Huang Gongwang, Dwelling in the Fuchun Mountains (detail), c. 1269–1354, ink on paper, 13" x 21'.


Dong Qichang

National Palace Museum
No.221, Sec. 2, Zhishan Road Shilin District
January 9–March 29, 2016

The late-Ming-dynasty painter Dong Qichang was a great synthesizer of earlier styles, and so it makes sense that the current exhibition, at the world’s foremost collection of classical Chinese art, sheds equal light on his activities as a collector and connoisseur, as these pursuits were inseparable from his own artistic output. For instance, his small painting Exotic Peaks and White Clouds, ca. 1611—which consists of a solitary pointed peak rising above a bed of mist, while below is a blurred conglomeration of trees and some implied thatched houses—can be compared here with the innovative “cloudy mountain” style of painting first put forth by father and son painters Mi Fu and Mi Youren during the Song dynasty. The latter artist’s At Ease Among Cloudy Mountains, ca. 960–1279, included in this show, deploys very light washes of ink in rendering the flow of the landscape from right to left across a scroll’s length—a perfect, wavelike rhythm.

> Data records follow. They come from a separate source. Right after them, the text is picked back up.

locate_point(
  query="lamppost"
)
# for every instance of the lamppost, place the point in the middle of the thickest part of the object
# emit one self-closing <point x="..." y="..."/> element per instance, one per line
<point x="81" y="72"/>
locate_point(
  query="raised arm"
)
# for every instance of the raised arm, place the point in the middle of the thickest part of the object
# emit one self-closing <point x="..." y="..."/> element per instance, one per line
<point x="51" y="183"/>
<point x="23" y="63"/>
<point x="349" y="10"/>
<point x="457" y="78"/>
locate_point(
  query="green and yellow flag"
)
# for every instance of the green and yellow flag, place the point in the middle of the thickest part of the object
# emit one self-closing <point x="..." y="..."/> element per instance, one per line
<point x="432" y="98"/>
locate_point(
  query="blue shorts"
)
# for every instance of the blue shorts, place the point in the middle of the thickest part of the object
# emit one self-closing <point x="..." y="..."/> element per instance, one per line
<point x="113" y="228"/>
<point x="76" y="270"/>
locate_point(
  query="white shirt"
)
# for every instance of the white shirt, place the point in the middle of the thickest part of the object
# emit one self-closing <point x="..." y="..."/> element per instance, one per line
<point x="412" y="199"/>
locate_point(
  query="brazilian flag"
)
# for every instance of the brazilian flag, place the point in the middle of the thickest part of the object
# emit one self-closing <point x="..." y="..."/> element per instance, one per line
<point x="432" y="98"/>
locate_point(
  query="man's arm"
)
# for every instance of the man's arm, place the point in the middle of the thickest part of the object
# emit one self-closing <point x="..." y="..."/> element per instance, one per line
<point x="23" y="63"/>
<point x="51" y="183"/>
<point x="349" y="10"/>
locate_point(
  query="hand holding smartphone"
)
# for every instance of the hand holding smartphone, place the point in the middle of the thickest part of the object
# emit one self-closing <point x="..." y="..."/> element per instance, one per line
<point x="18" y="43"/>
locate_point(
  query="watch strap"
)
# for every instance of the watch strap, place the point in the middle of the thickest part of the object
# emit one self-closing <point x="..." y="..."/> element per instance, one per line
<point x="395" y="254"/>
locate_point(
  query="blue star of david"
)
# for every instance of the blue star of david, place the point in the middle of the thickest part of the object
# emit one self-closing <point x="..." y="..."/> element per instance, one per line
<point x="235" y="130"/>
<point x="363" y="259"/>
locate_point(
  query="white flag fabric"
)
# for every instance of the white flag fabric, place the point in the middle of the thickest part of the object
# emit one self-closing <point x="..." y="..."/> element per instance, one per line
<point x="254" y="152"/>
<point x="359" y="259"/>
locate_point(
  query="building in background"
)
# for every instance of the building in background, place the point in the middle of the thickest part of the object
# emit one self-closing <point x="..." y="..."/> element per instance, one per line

The exhibition’s star attraction is Huang Gongwang’s long scroll Dwelling in the Fuchun Mountains, ca. 1269–1354, which once formed an integral part of Dong’s collection. From a short distance, inky gray blurs form distant treetops; up close, the eye discovers that the trees’ leaves have been carefully formed with thin, minute strokes. The foliage peters out in the midsection, where the desolation of a steppe slowly emerges. Then, as grass begins to appear, there is a lengthening of the monochromatic lines, from which sprout other trees. The process climaxes in the emergence of a majestically high mountain, with black dots cresting its ridges.